Renew Oceans has published targets on its website to collect 45 tonnes of plastic waste from the Ganges in 2019 and 450 tonnes in 2020. Neither the Alliance nor Renew Oceans have published any information on their progress in achieving these objectives. Four people involved in the project told Reuters that they collected less than a tonne of waste from the Ganges before it closed in March last year, after less than six months of operation.

Alliance and Renew Oceans declined to comment on the amount of waste collected by the project. Scientists estimate that more than half a million tons of plastic waste enter the Ganges every year. There is no government data on how much is collected.

“ONE OF THE BEST PROJECTS”

At the Alliance’s launch event in January 2019, broadcast live by National Geographic, Dow CEO Jim Fitterling said Renew Oceans is “one of the best projects we have.”

The Alliance and Renew Oceans have said they will implement state-of-the-art technology for collecting and recycling plastic waste, including “reversible vending machines” that take plastic sheets and give vouchers for money from taxi rides and food and pyrolysis devices to transform plastic garbage in diesel.

The prototypes of these devices were deployed in Varanasi, but they malfunctioned regularly, the four people involved in the project told Reuters. The Alliance and Renew Oceans declined to comment on the technology’s performance.

Renew Oceans did not extend operations beyond the Varanasi pilot project, the Alliance said in response to questions from Reuters. Renew Oceans declined to comment.

The alliance said it had invested $ 5 million in Renew Oceans over a two-year period. He said some of these had been returned to the Alliance and more were expected to be returned once Renew Oceans had completed its operations.

Exxon and Shell directed Reuters questions to the Alliance.
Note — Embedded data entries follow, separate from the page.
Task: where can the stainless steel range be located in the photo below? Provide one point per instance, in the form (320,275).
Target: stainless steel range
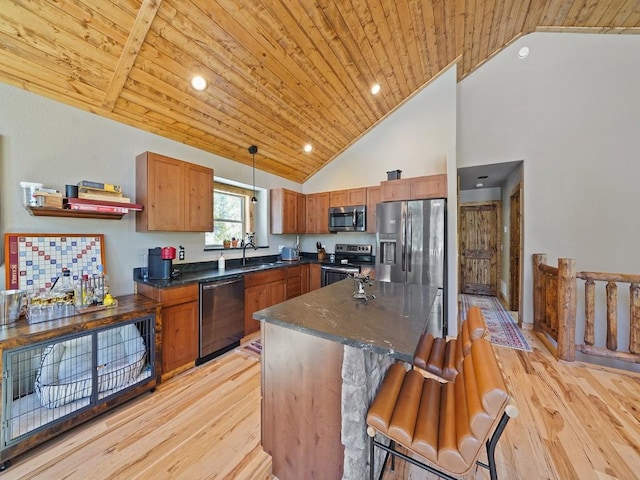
(349,259)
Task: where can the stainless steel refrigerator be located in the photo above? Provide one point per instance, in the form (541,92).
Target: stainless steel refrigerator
(411,244)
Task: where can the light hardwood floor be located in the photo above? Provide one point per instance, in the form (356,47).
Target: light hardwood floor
(576,422)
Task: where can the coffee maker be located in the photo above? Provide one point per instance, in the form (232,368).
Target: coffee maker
(161,262)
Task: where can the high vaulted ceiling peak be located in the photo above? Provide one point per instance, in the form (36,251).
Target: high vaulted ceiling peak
(280,73)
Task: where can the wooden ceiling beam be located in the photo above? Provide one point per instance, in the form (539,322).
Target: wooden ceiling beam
(130,51)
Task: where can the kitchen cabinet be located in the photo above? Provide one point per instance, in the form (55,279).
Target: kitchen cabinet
(344,198)
(180,333)
(262,290)
(374,196)
(177,195)
(431,186)
(304,278)
(317,212)
(415,188)
(285,214)
(315,276)
(294,282)
(302,212)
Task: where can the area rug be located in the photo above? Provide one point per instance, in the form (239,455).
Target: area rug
(502,328)
(251,349)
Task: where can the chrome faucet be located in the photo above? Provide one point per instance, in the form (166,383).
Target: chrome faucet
(248,243)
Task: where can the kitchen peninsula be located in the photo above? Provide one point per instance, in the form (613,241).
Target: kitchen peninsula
(324,355)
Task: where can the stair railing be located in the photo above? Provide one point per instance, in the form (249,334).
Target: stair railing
(555,309)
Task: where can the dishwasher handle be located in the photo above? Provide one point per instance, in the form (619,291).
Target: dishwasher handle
(221,283)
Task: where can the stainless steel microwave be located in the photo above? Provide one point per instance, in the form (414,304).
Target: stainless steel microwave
(348,219)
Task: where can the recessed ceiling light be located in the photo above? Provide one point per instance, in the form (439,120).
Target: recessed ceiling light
(199,83)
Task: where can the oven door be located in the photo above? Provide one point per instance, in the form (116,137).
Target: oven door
(335,274)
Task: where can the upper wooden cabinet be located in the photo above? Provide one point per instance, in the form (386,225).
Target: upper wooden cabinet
(415,188)
(177,195)
(317,213)
(374,196)
(285,211)
(432,186)
(344,198)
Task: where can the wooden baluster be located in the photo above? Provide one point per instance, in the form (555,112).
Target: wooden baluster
(634,318)
(589,311)
(612,316)
(552,305)
(538,289)
(566,309)
(544,319)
Dow and Chevron Phillips did not respond to requests for comment.

The alliance has set a goal of “redirecting millions of tons of plastic waste to more than 100 hazardous cities around the globe” over five years. So far, the group has announced more than a dozen programs, including Renew Oceans, but it is far from that goal.

In two years, only three small-scale projects funded by the Alliance, including Renew Oceans, have collected waste, according to information published by the Alliance and its partners. A clean-up effort in Ghana has collected 300 tons of plastic waste, the Alliance said. Another Alliance project in the Philippines said on its website that it had recycled 21 tons of plastic waste.

There is no centralized source of data on plastic waste pollution worldwide. But the available data suggest that, even on a full scale, those projects would address only a fraction of the problem and fall far short of the Alliance’s goals of keeping millions of tonnes of plastic waste out of the ocean.

For example, Indonesia and India produce more than 3 million tonnes of plastic waste per year that is not collected or recycled, according to United Nations and national figures.

“AEPW programs are trivial in scale and cannot be reproduced to make a real reduction in the massive amount of global plastic pollution,” said Jan Dell, an independent chemical engineer using the Alliance’s acronym.

The plastics industry has made public its efforts to recycle and manage plastic waste, but is spending much more on expanding production than recycling, which has become uneconomical with the proliferation of new cheap plastics, Reuters reported in October.

Chevron Phillips used images of Renew Oceans workers collecting plastic on the Ganges in a video promoting its sustainability efforts in July, even though the project stopped operations in March.

“These are some of the richest and most powerful companies on the planet and have come up with a few small garbage collection projects in the community that offer beautiful photography opportunities,” said John Hocevar, Director of Ocean Campaigns, Greenpeace USA. “There is no way to reduce plastic waste without reducing plastic production.”

Chevron Phillips did not respond to a request for comment.